Leider ist das ganze zum Teil eher anstrengend inszeniert. Der Zuschauer wird von einem verbalen Kriegsfeld zum nächsten geleitet. Die Protagonisten sind immer andere, die Gründe für die Streitereien ähnlich. Ein wenig weniger wäre hier mehr gewesen. Die Besetzung ist insgesamt naürlich gutaussehend, wie es sich für Hollywoodverhältnisse gehört. Braff macht seine Sache dabei keineswegs schlecht, auch wenn man sich als Zuschauer immer wieder dabei ertappt, auf eine Scrubs’sche Grimasse oder einen skurrilen Moment zu warten. Dies bleibt aber aus. Dennoch ist es Braff hoch anzurechnen, dass er trotz fragwürdiger Handlungen auf der Leinwand immer sympathisch bleibt, ist er doch die wichtige Identifikationsfigur dieses Dramas. Er ist es, der den Film zusammenhält.

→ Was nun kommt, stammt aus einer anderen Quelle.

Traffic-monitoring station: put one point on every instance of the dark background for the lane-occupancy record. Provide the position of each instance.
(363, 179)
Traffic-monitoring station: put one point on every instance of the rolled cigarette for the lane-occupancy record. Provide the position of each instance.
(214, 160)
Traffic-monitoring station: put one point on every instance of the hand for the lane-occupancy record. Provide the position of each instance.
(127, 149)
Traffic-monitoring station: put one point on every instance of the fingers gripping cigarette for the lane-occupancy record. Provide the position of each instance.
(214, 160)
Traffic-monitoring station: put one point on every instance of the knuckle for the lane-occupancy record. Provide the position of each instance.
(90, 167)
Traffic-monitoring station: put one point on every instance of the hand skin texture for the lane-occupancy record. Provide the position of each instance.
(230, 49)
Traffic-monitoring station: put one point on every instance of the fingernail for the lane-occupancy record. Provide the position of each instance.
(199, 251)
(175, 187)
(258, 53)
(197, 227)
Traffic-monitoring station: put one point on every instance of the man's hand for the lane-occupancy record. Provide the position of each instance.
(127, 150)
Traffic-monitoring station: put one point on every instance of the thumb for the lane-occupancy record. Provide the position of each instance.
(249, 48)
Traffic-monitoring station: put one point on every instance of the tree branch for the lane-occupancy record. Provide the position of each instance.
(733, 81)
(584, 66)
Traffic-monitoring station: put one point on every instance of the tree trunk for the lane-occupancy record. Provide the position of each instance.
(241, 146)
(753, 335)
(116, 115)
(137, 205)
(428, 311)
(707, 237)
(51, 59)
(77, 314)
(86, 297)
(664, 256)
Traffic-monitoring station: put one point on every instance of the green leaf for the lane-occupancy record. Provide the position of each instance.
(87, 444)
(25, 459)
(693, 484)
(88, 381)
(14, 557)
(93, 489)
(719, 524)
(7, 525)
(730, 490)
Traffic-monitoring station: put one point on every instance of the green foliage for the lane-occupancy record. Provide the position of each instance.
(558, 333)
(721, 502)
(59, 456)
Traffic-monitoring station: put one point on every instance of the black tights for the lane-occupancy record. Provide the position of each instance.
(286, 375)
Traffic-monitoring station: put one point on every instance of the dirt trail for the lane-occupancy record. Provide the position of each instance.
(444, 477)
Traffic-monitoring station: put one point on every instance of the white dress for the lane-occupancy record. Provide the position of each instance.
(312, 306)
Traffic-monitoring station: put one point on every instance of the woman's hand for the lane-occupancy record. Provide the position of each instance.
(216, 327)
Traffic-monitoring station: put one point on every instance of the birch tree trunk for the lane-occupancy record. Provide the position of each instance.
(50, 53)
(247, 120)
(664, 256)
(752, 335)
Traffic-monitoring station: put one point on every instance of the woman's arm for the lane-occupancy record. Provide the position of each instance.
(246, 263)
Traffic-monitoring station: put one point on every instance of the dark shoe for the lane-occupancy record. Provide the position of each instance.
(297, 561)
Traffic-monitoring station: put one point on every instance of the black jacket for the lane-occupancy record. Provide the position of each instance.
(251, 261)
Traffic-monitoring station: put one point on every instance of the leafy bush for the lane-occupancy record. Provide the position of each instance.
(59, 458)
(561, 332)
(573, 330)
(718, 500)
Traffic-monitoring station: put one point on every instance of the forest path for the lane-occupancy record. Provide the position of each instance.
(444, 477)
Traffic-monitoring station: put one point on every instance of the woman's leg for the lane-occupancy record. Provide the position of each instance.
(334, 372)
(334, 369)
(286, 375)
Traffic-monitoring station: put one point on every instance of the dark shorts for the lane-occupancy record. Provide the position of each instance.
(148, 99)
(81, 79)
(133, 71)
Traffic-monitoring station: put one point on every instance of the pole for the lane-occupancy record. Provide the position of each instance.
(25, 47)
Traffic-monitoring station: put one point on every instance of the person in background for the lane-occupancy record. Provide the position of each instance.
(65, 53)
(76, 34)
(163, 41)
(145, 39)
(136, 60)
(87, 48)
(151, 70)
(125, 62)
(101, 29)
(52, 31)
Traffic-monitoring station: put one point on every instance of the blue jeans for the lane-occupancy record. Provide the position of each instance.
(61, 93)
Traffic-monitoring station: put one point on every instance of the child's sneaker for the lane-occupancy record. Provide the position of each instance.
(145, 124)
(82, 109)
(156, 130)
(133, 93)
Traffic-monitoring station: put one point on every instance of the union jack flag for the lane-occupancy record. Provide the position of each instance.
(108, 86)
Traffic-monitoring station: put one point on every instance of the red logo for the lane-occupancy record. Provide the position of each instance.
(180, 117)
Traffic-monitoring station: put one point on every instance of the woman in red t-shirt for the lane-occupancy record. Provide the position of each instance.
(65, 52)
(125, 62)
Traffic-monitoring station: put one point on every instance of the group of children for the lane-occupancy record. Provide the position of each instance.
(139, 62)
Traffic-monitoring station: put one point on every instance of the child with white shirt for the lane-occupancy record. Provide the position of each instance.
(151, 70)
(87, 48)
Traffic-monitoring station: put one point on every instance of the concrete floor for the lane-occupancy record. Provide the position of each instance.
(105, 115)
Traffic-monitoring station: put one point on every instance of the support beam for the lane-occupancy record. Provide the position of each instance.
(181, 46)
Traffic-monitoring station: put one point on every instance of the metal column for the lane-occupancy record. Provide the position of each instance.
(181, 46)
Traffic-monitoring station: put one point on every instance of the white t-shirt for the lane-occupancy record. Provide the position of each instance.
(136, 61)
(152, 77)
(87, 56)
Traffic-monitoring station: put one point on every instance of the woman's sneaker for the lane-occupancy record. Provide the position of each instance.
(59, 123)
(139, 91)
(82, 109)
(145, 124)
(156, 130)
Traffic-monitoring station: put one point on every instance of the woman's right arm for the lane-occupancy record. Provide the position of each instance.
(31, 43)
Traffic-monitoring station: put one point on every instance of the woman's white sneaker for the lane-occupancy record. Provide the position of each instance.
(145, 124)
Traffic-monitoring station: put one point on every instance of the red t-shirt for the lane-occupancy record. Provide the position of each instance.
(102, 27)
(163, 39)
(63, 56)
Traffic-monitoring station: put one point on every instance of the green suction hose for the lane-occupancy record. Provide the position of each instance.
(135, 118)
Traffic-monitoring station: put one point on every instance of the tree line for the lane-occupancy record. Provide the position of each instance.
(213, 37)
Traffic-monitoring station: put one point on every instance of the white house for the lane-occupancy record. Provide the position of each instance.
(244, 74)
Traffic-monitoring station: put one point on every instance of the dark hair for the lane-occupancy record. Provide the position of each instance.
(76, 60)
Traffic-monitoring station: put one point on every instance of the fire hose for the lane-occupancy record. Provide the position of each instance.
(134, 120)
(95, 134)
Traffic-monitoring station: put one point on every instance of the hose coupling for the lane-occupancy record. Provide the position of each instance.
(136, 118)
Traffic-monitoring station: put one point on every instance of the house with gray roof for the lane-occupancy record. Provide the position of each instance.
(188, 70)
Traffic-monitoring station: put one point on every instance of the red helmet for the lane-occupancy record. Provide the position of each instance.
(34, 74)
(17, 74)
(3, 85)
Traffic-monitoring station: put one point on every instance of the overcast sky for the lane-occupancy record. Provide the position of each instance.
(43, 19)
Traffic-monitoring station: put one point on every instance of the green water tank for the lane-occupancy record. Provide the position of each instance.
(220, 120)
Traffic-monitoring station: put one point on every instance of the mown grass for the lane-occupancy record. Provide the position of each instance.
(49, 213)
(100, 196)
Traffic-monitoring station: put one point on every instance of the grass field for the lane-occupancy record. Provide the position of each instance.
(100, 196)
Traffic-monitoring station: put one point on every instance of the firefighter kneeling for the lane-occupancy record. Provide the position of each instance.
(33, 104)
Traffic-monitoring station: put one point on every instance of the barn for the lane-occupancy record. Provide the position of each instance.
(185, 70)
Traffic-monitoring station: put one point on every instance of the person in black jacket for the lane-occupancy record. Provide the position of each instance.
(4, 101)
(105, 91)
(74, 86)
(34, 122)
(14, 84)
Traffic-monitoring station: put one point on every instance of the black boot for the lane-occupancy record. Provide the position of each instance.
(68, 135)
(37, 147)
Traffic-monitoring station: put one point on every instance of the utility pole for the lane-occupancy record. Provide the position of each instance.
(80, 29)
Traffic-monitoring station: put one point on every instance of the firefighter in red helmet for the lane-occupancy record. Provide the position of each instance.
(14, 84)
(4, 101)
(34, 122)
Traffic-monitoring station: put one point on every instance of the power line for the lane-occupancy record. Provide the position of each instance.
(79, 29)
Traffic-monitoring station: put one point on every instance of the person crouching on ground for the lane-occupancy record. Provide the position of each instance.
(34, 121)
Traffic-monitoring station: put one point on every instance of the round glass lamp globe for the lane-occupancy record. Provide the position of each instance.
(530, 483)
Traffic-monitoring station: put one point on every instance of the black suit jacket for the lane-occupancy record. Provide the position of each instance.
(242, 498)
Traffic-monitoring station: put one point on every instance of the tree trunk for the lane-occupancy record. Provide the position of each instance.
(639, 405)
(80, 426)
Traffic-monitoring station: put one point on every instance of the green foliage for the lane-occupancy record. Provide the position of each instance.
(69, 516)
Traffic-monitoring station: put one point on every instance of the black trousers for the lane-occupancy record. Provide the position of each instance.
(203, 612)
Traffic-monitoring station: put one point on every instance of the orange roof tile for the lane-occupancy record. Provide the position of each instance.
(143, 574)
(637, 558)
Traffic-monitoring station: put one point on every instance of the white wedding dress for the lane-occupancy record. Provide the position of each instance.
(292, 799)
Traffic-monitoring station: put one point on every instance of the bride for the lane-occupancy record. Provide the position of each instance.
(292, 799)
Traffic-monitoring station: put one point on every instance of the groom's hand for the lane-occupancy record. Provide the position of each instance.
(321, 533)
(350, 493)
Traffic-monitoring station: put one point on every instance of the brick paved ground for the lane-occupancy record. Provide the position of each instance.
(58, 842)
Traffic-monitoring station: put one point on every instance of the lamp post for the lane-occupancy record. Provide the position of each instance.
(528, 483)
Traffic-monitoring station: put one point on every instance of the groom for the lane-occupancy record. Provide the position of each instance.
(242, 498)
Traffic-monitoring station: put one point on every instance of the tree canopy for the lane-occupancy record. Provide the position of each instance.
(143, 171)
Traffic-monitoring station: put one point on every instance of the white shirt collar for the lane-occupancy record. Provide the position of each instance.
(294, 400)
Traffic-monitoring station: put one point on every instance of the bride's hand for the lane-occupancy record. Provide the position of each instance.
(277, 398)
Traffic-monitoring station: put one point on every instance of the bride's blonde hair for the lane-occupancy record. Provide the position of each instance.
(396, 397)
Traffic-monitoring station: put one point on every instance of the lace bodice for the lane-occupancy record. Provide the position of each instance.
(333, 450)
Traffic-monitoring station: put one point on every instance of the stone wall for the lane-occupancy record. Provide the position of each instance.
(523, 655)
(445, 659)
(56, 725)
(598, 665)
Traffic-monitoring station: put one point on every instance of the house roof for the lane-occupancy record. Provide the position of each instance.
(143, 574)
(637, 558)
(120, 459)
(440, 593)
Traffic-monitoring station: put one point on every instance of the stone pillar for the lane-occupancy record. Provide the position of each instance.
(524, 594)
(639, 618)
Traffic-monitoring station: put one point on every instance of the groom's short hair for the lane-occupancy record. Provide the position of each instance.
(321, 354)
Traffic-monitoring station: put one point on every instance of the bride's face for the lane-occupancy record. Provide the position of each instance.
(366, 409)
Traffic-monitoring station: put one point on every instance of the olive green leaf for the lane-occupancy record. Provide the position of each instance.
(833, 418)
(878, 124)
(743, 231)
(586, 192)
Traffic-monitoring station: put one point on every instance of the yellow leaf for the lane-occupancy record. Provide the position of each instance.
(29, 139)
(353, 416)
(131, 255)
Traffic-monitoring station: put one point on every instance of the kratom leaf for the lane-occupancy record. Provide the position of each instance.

Ohne Braff wäre man wohl vollends verloren in den immerwährenden Diskussionen der verschiedenen Paare. Jacinda Barrett ist ein frisches Gesicht, dass man im Kino wohl noch nicht wahrgenommen hat. Dennoch kann auch sie überzeugen, hat sie doch die emotional forderndste Rolle. Zwischen glücklicher werdender Mutter und wütender betrogener Frau variiert sie immer glaubwürdig. Als ihre Eltern (natürlich auch mit Beziehungsproblemen) brillieren zudem Blythe Danner und Tom Wilkinson, die einen schönen Gegenpart zu den sich streitenden jungen Menschen bilden. Die weiteren Darsteller machen ihre Sache zwar durchaus ansehnlich, wirken dabei aber doch austauschbar und blaß. Insofern hat man manchmal das Gefühl, eine überlange Folge „O.C. California“ zu sehen.

„Der letzte Kuss“ enthält keinen Schenkelklopfer, er ist auch keine „Komödie zum Wohlfühlen, mit vielen Lachern“, wie die DVD-Hülle die Hörzu zitiert. Vielmehr ist es ein Lehrstück über die Schwierigkeiten des Erwachsenwerdens und wie man reagiert, wenn es eben nicht so funktioniert, wie es mit 30 funktionieren sollte. Angereichert wird dieses mit vielen Dialogen, denen so mancher der zitierten Witze gut getan hätte, um das Geschehen ein wenig aufzulockern. Eine Sache ist dann doch wie in „Scrubs“ oder in „Garden State“: „Der letzte Kuss“ verfügt über einen schonen Soundtrack mit netten Indienummern. Aber das muß wohl so sein, wenn Zach Braff beteiligt ist.